Your denial is my acceptance of, you denying the equality.
Julian Juhlin | Denmark
The Virgin Tour is an extended method of investigating objects and space through a position of virginity. The work is a lab wherein the artist experiments in-between the private and the public through mythical or mystical historical perceptions, trying to map the binaries through the journey of magic realism.
Prabhakar Pachpute | India
Title: The surface and spreading socities
Starting from the own geographical stories to
travelling around Latin American, Asian and European mining places.
I came to the point to use the documentation of the mining community,culture and landscapes.
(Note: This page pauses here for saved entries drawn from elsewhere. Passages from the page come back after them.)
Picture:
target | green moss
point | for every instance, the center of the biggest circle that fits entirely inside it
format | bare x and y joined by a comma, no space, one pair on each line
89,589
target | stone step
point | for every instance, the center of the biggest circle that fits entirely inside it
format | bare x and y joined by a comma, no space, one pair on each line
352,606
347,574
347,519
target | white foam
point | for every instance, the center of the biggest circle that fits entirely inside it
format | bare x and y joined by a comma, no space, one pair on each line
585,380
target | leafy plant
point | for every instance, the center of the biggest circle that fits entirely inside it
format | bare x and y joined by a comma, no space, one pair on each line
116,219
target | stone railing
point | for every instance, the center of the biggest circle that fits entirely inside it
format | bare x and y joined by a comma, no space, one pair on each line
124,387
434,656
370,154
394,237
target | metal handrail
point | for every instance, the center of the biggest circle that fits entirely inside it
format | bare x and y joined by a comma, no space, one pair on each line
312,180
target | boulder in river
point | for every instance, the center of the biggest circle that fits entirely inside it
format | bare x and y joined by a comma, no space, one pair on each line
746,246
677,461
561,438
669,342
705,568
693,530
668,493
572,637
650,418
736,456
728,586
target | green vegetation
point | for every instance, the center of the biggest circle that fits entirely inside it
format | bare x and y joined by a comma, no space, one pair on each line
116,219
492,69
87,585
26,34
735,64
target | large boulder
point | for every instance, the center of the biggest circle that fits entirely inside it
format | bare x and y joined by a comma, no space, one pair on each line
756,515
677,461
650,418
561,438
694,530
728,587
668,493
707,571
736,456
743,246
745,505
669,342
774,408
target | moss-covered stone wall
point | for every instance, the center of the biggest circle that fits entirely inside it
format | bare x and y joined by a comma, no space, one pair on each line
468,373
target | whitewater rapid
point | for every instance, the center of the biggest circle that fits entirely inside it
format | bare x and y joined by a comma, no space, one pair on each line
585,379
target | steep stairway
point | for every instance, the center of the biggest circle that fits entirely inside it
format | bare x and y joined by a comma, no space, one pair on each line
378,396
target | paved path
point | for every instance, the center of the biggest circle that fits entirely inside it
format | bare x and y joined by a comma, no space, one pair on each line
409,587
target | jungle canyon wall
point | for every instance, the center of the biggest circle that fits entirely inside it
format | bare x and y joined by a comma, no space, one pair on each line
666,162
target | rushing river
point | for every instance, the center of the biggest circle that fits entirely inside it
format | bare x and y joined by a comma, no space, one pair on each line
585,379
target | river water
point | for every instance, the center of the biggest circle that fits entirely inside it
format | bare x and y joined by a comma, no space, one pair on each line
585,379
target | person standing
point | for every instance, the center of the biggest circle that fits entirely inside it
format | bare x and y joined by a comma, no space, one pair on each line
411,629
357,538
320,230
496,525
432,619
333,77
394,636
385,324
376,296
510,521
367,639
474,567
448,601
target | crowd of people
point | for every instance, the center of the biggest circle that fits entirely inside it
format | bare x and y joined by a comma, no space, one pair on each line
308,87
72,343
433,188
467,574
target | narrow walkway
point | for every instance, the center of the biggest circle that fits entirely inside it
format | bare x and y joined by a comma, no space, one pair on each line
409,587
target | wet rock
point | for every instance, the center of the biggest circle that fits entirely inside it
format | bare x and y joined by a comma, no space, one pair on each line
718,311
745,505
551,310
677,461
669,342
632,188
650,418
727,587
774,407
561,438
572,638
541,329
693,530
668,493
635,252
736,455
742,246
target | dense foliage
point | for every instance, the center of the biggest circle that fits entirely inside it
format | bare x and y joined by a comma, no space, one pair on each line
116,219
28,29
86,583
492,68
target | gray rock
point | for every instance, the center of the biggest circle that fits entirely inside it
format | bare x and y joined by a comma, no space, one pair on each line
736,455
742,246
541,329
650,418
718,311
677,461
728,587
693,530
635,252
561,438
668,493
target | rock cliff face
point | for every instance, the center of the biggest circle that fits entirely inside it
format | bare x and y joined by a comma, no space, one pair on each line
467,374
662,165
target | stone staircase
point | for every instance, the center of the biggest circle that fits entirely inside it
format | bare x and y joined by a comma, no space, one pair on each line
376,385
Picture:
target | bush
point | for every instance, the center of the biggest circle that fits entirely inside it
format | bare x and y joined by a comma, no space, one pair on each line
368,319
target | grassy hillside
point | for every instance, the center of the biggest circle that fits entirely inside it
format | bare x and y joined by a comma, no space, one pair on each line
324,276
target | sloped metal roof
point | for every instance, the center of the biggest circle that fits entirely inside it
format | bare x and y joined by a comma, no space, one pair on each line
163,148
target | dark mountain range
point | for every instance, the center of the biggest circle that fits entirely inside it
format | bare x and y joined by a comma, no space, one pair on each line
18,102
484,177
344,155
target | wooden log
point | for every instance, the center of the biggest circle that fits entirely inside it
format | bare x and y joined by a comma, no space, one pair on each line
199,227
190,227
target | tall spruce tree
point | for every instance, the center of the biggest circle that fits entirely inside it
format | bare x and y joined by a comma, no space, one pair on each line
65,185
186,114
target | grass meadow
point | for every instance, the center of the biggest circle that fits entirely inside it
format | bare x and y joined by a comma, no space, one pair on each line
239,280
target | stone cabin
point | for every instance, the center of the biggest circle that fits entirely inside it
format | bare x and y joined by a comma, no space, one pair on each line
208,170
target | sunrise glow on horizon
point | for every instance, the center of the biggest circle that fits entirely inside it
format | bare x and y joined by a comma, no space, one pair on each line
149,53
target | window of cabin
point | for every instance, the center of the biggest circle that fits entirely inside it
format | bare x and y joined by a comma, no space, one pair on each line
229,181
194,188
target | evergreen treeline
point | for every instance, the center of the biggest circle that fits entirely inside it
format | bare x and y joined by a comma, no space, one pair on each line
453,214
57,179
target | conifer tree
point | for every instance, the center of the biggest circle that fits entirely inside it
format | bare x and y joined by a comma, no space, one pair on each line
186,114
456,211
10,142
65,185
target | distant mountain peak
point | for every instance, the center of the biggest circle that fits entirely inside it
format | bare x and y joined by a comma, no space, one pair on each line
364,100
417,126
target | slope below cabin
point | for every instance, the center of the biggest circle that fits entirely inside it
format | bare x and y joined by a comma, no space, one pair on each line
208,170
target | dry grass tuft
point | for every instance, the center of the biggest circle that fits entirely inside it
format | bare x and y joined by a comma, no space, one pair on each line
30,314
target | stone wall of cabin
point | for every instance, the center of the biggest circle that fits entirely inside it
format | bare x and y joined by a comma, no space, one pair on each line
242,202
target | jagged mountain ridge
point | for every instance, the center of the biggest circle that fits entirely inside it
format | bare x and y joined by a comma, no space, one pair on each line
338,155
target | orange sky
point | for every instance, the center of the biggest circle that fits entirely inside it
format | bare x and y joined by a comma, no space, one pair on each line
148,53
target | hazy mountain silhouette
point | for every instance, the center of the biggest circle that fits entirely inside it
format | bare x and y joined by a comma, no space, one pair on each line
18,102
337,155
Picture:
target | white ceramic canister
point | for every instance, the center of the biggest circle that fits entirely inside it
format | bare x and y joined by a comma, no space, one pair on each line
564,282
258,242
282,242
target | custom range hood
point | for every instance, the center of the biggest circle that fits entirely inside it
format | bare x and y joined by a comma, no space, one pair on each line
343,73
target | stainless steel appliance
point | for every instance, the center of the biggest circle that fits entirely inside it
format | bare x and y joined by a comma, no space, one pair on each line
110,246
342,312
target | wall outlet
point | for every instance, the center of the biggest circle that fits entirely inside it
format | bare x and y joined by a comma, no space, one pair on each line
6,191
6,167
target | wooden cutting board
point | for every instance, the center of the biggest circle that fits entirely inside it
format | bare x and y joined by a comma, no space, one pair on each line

The constant degradation of nature through mining made us ending up having a abandoned/lunar landscape,displacement life. These geographical changes are almost looks similer everywhere around the world. some of the countries have succeed to reclaim these landscape but the other are beyond it's lose.
How do we connect or locate ourself in this moving geography?
Avon Bashida | Denmark/US
In the 1800s Danish knowledge of foreign countries came from the military, where soldiers were trained in drawing and painting in order to collect evidence. These images from the imperialistic explorer and the tales told from an ancient view of the exotic, still to this day takes precedence when thinking about “the East” (a term that itself exist from a European perspective of mapping the world). Today it is possible to gain knowledge through google, but in order to truly know, you have to experience it firsthand. When creating a piece for an exhibition in India, without being there, it is impossible to circumvent old ideas of a nation, as googling automatically includes old perspectives and enforces imperialistic imagery, and the idea of creating for ‘the people’ in ‘the country’ where I am not, instead of creating for people and their surroundings. Perhaps the European denial of how old structures implement themselves in the present, is comparable with denying capitalism when living in a country of capitalism (as I write, I am typing on an iPhone). The denial of these old structures, on occasion replace a true perspective which could be implemented into a greater global sense of togetherness, instead of staying in political correctness.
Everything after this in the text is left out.